In 2015, when I was starting my Master’s I remember being fascinated by the introduction to Recurrent Neural Networks (RNNs) and Long-short Term Memories (LSTM) that I read in Chris Olah’s blog. Not only the writing and details were so clear written by Chris but the potential of these networks got my attention. I decided to research further on how that could be applied to my research in NLP algorithms for Speech Synthesis at that moment. Naturally, I read Ilya Sutskever paper on Sequence to Sequence Learning with Neural Networks that, at that moment, achieved amazing results in language translation. After I read the paper I realized that the Seq-to-Seq architecture could be applied in many different applications due to its flexibility in modeling.
For my research in Speech Synthesis, most of the algorithms I used for the NLP part in Brazilian Portuguese (BP) were rule-based approaches. So, I decided to research and evaluate how these Seq-to-Seq models and data-driven approaches would compare to the problems I tackled in a Text-to-Speech system.

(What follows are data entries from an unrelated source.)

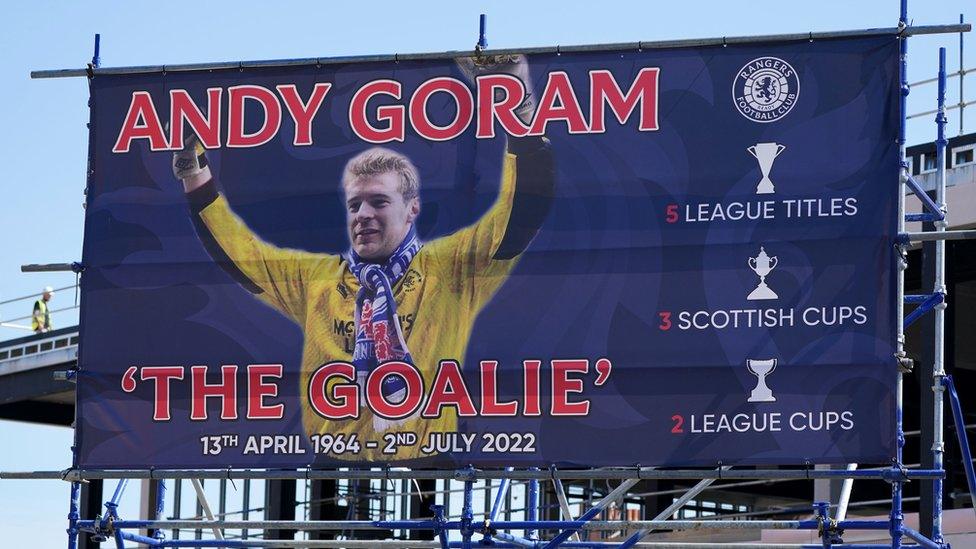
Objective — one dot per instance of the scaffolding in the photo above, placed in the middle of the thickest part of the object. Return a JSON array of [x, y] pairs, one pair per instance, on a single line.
[[486, 525]]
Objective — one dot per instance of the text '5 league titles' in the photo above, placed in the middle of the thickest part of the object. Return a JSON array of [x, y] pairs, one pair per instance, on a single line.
[[759, 309]]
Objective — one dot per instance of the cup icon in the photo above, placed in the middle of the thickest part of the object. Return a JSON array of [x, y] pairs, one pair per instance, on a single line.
[[765, 154], [761, 369], [762, 265]]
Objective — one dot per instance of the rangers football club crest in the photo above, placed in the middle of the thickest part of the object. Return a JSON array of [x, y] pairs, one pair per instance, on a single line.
[[765, 89]]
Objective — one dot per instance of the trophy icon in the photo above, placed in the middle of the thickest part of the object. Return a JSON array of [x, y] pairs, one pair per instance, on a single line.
[[765, 153], [762, 264], [761, 369]]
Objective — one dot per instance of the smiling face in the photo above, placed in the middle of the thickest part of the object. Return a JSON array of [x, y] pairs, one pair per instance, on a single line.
[[378, 216]]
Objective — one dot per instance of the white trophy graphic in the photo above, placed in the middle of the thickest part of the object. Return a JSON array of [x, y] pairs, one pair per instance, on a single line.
[[762, 264], [766, 153], [761, 369]]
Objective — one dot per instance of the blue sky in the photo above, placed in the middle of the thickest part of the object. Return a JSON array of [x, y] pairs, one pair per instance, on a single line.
[[44, 139]]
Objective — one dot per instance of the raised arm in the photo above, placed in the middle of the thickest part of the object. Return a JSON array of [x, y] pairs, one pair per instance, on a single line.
[[277, 276]]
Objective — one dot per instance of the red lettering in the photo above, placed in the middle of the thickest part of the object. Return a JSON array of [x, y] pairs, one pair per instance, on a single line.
[[258, 390], [562, 386], [161, 375], [462, 118], [533, 386], [449, 390], [226, 391], [393, 115], [183, 108], [374, 390], [239, 95], [489, 393], [303, 113], [604, 89], [346, 394], [559, 103], [504, 110], [141, 122]]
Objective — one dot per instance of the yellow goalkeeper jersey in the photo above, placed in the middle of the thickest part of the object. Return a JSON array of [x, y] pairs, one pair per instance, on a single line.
[[446, 285]]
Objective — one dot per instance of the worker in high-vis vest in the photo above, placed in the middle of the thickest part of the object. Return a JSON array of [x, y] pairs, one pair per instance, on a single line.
[[41, 321]]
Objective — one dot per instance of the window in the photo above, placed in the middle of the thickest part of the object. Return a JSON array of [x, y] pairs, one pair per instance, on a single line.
[[963, 155], [706, 508]]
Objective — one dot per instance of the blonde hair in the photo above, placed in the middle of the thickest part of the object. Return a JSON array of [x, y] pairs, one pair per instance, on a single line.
[[376, 161]]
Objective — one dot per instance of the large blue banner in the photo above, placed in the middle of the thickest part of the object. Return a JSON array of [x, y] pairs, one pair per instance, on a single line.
[[677, 257]]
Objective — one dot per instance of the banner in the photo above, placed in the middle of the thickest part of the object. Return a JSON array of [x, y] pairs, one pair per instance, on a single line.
[[672, 257]]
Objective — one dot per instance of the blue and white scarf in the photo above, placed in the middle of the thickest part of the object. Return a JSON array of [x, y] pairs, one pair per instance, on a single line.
[[379, 337]]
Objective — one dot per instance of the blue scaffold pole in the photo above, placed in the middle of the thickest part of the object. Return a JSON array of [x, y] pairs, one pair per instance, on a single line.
[[482, 30], [938, 363], [897, 517], [160, 507], [467, 514], [533, 505], [96, 57], [960, 421], [74, 515]]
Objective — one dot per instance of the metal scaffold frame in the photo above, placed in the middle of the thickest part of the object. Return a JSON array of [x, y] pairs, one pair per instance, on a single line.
[[498, 533]]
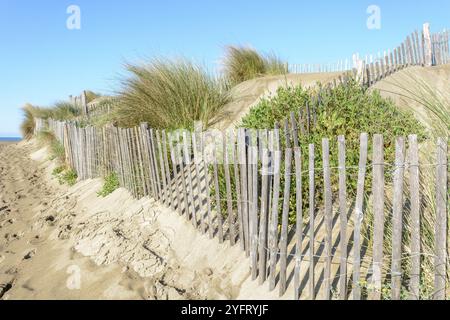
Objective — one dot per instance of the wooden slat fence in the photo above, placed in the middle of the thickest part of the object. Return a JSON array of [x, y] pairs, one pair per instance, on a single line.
[[245, 187]]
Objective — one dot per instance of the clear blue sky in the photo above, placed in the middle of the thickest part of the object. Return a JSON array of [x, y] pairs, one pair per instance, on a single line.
[[41, 61]]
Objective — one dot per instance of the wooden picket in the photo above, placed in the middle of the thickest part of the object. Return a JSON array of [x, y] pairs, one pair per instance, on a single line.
[[255, 210]]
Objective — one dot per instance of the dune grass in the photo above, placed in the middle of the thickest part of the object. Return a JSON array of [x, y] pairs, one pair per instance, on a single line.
[[27, 126], [243, 63], [170, 94]]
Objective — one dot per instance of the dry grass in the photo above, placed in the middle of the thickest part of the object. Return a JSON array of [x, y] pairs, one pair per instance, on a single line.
[[243, 63], [170, 94]]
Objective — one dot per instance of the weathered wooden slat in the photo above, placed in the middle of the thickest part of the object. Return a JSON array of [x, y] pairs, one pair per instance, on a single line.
[[397, 219], [294, 130], [358, 217], [441, 233], [273, 231], [218, 200], [238, 188], [285, 220], [299, 221], [414, 189], [196, 146], [207, 190], [378, 211], [265, 193], [162, 173], [343, 219], [155, 167], [226, 166], [311, 282], [177, 174], [183, 176], [188, 162], [148, 160], [328, 216], [169, 192], [249, 141], [244, 187], [254, 212]]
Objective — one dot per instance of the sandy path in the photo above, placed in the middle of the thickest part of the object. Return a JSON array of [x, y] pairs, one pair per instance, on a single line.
[[58, 242], [34, 264]]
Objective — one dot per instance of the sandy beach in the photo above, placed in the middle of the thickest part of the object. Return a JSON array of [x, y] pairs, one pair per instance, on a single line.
[[58, 242]]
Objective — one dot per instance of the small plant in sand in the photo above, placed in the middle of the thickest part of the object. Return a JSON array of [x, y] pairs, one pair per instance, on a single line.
[[69, 177], [110, 185], [170, 94]]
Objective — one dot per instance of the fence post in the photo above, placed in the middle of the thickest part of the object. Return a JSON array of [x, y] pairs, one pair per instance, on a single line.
[[343, 218], [299, 220], [428, 53], [285, 220], [273, 232], [327, 215], [312, 293]]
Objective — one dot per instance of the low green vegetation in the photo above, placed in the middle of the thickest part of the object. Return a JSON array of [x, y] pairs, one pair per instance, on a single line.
[[65, 175], [110, 185], [242, 64], [68, 176], [56, 149], [170, 94]]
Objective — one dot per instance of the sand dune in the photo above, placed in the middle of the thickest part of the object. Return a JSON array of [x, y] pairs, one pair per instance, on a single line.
[[67, 243]]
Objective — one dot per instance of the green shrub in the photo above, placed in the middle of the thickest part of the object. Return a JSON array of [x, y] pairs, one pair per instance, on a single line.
[[58, 170], [242, 64], [28, 124], [63, 111], [110, 185], [170, 94], [345, 110]]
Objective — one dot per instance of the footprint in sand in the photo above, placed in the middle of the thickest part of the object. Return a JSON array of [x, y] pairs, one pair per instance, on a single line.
[[29, 255]]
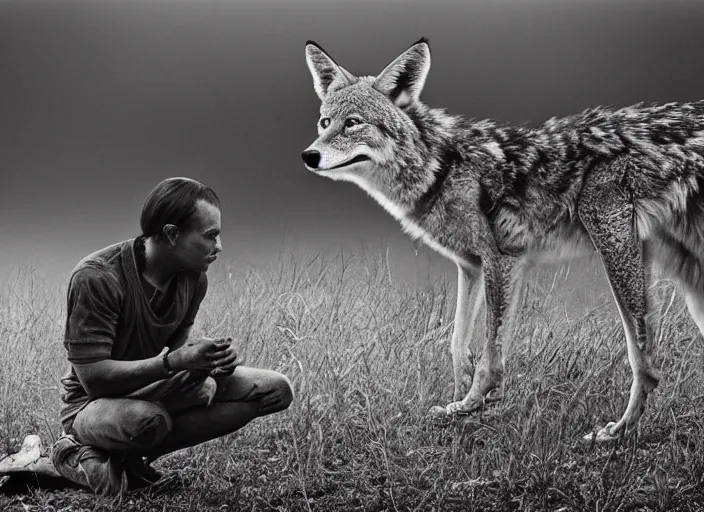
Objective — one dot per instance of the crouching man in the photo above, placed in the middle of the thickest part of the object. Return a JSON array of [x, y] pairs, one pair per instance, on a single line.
[[138, 387]]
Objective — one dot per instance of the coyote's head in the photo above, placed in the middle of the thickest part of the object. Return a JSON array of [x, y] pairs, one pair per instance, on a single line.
[[372, 130]]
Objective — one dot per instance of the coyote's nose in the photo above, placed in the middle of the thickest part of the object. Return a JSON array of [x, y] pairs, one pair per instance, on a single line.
[[311, 158]]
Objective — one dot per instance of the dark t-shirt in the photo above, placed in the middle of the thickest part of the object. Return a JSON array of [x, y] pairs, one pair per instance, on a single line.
[[109, 316]]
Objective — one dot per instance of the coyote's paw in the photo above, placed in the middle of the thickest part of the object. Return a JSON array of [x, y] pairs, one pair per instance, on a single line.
[[604, 435], [437, 412]]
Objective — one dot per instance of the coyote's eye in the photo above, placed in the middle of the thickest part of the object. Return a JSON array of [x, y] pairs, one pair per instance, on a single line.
[[351, 121]]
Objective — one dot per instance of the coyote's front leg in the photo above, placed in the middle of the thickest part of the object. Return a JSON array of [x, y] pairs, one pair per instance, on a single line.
[[470, 295], [500, 277]]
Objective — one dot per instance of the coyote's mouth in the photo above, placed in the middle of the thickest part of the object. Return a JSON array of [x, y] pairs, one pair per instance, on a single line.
[[355, 160]]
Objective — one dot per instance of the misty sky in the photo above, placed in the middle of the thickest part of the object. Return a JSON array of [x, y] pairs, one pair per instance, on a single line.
[[101, 100]]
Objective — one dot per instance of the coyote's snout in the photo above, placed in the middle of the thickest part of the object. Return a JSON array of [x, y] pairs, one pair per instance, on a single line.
[[625, 183]]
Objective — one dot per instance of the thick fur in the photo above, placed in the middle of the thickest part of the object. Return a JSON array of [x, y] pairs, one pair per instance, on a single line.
[[628, 183]]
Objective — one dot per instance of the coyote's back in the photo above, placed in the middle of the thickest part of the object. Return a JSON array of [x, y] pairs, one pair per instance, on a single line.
[[627, 183]]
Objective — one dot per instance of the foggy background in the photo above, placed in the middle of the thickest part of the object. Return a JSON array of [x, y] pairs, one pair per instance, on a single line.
[[99, 101]]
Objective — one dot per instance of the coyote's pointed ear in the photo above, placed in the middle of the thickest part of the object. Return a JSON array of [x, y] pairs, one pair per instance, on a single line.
[[327, 74], [404, 78]]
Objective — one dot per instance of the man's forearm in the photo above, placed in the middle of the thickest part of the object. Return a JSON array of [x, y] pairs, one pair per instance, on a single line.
[[110, 378]]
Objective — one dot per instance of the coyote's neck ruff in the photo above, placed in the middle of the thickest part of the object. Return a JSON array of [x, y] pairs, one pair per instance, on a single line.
[[627, 183]]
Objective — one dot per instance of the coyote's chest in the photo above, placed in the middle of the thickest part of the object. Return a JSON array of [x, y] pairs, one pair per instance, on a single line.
[[411, 227]]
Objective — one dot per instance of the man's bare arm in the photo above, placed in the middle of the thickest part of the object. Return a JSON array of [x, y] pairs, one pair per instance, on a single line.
[[110, 378]]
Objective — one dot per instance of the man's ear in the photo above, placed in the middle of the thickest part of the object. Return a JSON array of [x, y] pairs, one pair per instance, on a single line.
[[170, 233]]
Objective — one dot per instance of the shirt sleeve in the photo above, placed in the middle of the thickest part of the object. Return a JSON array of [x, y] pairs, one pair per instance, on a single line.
[[93, 310]]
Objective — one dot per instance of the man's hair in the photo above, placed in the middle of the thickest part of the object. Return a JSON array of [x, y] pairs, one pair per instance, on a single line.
[[173, 201]]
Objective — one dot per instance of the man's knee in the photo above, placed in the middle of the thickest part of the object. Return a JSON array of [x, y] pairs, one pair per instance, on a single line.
[[122, 424], [282, 389], [148, 424]]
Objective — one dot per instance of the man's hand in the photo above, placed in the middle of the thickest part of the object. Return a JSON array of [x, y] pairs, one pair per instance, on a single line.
[[229, 360], [204, 354]]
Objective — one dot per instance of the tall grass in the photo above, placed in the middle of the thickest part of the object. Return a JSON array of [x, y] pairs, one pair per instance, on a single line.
[[368, 356]]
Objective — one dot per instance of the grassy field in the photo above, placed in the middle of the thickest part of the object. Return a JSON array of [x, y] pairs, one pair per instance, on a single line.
[[368, 356]]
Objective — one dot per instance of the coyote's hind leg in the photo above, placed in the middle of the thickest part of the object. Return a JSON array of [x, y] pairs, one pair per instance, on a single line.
[[607, 212]]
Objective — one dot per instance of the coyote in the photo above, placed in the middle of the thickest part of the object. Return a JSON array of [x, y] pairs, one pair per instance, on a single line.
[[626, 183]]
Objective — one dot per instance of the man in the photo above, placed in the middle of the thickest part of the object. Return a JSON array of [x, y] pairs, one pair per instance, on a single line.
[[138, 387]]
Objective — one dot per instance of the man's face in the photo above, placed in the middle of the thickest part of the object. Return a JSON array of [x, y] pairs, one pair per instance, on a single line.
[[198, 244]]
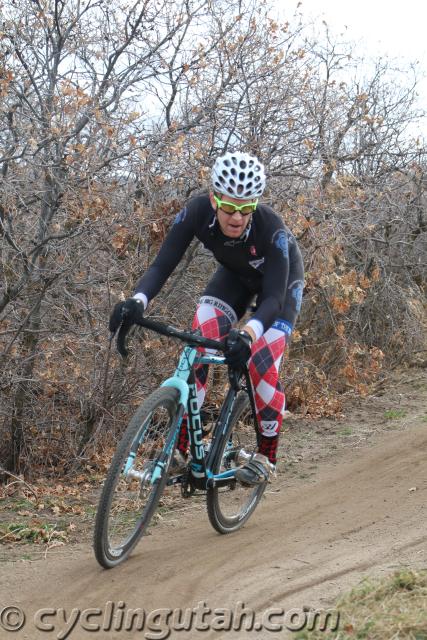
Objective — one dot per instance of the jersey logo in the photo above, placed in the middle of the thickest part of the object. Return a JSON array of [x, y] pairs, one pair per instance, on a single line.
[[232, 243], [280, 240], [256, 263], [269, 427]]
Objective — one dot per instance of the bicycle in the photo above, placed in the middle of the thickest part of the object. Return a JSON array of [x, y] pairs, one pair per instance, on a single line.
[[141, 466]]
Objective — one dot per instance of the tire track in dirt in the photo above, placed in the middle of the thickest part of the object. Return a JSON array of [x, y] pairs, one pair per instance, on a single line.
[[304, 545]]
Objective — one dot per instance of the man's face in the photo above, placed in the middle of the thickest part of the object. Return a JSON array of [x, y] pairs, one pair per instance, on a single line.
[[231, 224]]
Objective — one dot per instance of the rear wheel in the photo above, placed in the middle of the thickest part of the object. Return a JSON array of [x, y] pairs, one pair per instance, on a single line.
[[136, 478], [230, 506]]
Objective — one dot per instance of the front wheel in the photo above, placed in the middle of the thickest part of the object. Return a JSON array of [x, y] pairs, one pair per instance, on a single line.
[[136, 478], [230, 506]]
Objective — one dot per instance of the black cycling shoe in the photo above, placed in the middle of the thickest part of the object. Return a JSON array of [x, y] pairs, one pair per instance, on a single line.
[[256, 471]]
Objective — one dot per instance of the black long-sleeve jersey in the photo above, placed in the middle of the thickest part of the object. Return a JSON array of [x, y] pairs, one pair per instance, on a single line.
[[266, 258]]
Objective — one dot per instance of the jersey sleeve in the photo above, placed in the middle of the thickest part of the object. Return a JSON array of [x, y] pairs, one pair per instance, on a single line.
[[173, 248], [276, 275]]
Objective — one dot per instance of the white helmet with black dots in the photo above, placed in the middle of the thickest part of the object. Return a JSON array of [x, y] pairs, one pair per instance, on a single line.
[[238, 175]]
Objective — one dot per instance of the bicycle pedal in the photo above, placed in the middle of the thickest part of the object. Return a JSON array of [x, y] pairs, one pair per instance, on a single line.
[[187, 486]]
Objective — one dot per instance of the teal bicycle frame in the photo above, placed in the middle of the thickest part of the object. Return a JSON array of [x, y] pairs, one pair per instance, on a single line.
[[184, 381]]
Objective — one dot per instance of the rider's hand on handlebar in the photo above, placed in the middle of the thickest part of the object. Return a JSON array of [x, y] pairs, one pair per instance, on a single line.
[[131, 311], [238, 348]]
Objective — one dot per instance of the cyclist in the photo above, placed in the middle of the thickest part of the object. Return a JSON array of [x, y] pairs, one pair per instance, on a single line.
[[258, 258]]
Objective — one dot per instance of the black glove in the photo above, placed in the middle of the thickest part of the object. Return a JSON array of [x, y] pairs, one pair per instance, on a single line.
[[131, 310], [238, 348]]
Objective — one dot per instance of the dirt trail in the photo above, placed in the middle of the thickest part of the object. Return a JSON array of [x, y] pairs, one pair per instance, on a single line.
[[359, 511]]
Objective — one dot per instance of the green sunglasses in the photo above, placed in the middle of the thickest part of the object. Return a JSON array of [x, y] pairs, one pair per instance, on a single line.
[[230, 207]]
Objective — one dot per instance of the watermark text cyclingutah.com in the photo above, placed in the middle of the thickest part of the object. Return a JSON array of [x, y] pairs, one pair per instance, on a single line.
[[158, 624]]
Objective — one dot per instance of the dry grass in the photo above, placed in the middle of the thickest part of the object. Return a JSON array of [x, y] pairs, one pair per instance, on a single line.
[[389, 609]]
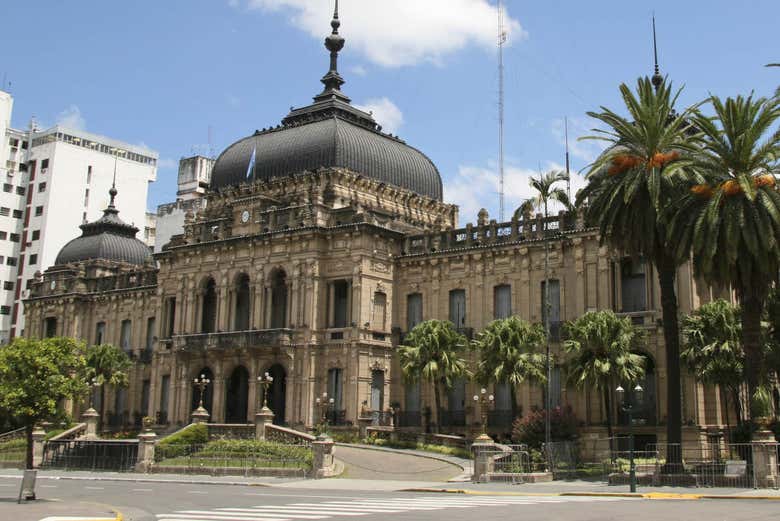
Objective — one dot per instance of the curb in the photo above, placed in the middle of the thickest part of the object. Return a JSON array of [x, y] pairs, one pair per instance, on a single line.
[[648, 495]]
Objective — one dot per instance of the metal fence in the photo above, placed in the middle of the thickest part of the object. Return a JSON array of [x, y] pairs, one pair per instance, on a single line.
[[238, 461], [91, 455]]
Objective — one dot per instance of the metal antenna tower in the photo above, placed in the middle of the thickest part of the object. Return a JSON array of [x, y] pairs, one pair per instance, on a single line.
[[501, 42]]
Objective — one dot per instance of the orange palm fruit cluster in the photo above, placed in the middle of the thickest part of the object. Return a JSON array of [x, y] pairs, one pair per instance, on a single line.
[[622, 163]]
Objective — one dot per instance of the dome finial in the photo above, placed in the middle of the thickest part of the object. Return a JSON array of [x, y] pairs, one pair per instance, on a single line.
[[657, 78]]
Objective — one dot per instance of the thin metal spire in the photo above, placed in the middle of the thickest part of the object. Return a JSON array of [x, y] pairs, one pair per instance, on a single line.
[[657, 78]]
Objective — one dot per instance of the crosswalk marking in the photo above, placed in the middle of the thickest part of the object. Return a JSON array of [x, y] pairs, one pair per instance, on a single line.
[[305, 511]]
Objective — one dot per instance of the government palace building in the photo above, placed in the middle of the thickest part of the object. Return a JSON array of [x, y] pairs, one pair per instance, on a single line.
[[322, 242]]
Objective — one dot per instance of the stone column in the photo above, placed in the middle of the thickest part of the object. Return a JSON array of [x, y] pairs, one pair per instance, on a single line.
[[39, 438], [146, 445], [262, 419], [483, 451], [91, 418], [322, 466]]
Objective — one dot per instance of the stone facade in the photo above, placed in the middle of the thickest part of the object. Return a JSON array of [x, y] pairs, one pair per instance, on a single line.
[[316, 278]]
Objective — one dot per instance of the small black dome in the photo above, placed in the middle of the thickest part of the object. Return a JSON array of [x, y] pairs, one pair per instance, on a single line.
[[109, 238]]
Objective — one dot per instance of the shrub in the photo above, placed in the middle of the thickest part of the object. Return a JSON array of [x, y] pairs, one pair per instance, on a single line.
[[530, 429]]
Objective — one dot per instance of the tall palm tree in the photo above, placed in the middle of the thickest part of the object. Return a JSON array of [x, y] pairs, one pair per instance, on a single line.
[[547, 191], [434, 351], [510, 351], [713, 350], [629, 185], [603, 353], [731, 222], [109, 365]]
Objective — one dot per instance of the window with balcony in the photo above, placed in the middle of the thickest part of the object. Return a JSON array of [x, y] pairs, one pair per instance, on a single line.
[[502, 301], [458, 308]]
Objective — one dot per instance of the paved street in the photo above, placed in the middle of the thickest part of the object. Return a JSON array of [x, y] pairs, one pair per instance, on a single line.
[[160, 501]]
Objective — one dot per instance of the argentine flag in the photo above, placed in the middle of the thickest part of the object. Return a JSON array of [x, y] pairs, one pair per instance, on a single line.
[[251, 168]]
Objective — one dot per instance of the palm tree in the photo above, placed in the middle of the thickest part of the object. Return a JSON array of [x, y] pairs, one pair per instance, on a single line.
[[629, 185], [109, 365], [434, 351], [731, 222], [713, 351], [603, 348], [547, 191], [510, 351]]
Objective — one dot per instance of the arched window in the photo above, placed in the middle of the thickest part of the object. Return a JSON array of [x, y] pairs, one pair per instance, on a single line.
[[279, 300], [209, 309], [241, 322]]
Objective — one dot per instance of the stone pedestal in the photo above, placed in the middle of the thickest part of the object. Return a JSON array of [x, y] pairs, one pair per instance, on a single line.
[[262, 419], [39, 438], [483, 450], [364, 422], [146, 445], [200, 415], [764, 448], [323, 465], [91, 418]]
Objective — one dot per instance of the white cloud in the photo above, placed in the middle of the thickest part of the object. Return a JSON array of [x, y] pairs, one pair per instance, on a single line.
[[72, 118], [401, 32], [385, 112], [476, 187]]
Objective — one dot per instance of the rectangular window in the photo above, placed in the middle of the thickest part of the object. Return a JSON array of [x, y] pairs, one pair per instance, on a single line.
[[100, 333], [458, 308], [150, 329], [413, 310], [554, 308], [125, 333], [336, 387], [340, 303], [50, 327], [632, 284], [502, 301]]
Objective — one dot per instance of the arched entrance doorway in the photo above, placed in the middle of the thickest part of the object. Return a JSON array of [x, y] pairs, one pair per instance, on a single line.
[[208, 393], [277, 393], [236, 399]]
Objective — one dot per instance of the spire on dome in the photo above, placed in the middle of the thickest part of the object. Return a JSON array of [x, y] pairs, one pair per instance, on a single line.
[[657, 79], [334, 43]]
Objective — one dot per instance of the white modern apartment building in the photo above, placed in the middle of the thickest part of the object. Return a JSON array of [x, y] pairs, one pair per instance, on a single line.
[[64, 183]]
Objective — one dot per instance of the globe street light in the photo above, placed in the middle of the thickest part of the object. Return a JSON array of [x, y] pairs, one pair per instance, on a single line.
[[628, 405]]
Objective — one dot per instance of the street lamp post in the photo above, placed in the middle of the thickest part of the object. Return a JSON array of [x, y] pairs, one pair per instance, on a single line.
[[265, 381], [485, 403], [628, 405]]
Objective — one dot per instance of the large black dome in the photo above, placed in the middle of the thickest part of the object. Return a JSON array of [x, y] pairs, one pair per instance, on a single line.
[[109, 238], [328, 133]]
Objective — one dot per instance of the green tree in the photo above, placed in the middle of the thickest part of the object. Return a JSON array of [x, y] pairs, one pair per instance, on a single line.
[[511, 350], [731, 223], [603, 353], [434, 351], [713, 351], [35, 376], [109, 365], [629, 186]]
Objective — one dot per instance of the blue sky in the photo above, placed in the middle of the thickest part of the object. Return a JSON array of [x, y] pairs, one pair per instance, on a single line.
[[161, 72]]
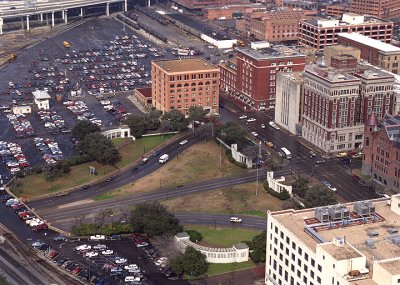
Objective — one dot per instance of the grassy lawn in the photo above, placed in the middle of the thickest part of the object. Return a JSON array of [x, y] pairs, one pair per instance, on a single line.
[[136, 149], [36, 184], [223, 237], [198, 163], [219, 268], [239, 199], [119, 141]]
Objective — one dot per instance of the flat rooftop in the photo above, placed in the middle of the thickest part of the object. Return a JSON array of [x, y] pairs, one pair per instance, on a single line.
[[199, 26], [330, 74], [384, 47], [341, 252], [392, 266], [185, 65], [272, 52], [356, 234]]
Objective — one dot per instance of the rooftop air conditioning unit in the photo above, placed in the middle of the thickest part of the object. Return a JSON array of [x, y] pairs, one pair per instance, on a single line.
[[361, 209], [322, 214], [393, 231], [335, 213]]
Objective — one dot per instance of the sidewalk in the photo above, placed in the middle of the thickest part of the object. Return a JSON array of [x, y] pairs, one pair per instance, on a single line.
[[243, 277]]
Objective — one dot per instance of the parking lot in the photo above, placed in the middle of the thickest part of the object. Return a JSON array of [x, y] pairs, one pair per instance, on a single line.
[[90, 80], [98, 259]]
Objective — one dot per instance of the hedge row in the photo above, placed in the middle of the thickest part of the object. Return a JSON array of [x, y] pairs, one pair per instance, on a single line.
[[284, 195]]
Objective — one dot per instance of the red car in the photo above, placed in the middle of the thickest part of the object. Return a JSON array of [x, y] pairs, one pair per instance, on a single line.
[[40, 227]]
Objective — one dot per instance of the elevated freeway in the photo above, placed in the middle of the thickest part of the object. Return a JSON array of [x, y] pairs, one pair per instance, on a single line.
[[39, 8]]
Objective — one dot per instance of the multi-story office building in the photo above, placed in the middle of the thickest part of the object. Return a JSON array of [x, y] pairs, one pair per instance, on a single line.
[[381, 159], [330, 115], [337, 103], [385, 9], [274, 26], [198, 4], [255, 74], [180, 84], [319, 33], [383, 55], [349, 244], [337, 10], [288, 101]]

So, at that time, I proposed as a novel application, the use of Sequence-to-Sequence models as solution for the Grapheme-to-Phoneme (G2P) conversion, Syllabification and Stress Determination problems in TTS systems. Parallel to that, Daan van Esch was also doing an amazing work on the same area that you can check here. And, as a joint result, we both have shown that data-driven algorithms can achieve state-of-the-art performance for the NLP algorithms presented in the Text Analysis block of a TTS system.
So, after this quick introduction, let’s get into the basic models that are really simple. The input is read one character at a time until its end to form the fixed-dimensional vector. The output RNN is used to decode the phoneme sequence from this vector. This model is showed in the next figure for the conversion of the word “casa” (house). Next, each block is a LSTM model. In the figure just one layer is presented, but the architecture also works with 2 or more layers as a deep LSTM. During the model implementation, the input word is reversed to introduce more short term dependencies. Thus, the word “casa” would be inserted in the model as “asac”. The target sequence keeps the same order.
Next, we proposed at that time tackling the Syllabification task using Sequence-toSequence Models. So, the model for this task can be interpreted as a mapping sequence problem. To do this we will keep using the word as the input, inserted one character at a time. Remind that the word is inserted in reverse order. The modifications are related to the mapping on the output side of the model. The output chosen is the word with the syllable boundaries in the right position. The syllable boundaries are represented by an extra character. In our case, we chose the character “-”, but any character outside the alphabet symbols for the target language can be used. The model used for training can be seen in the next figure.
The same idea of turning the structured classification problem into a mapping sequence problem used for Syllabification is also used for Stress Determination. The idea now is to identify the existence of stress markers between graphemes. To do this we will keep using the unmodified word as input. One more time, the modifications are made in the decoding side of the model. The output chosen is the word with the stress markers in their right position. The stress marker is represented by the character “’”. As in the Syllabification task presented, the problem can be seen as predicting the next character generated, where the prediction of the character “’” indicates the presence of stress. The model used for training can be seen in the next figure.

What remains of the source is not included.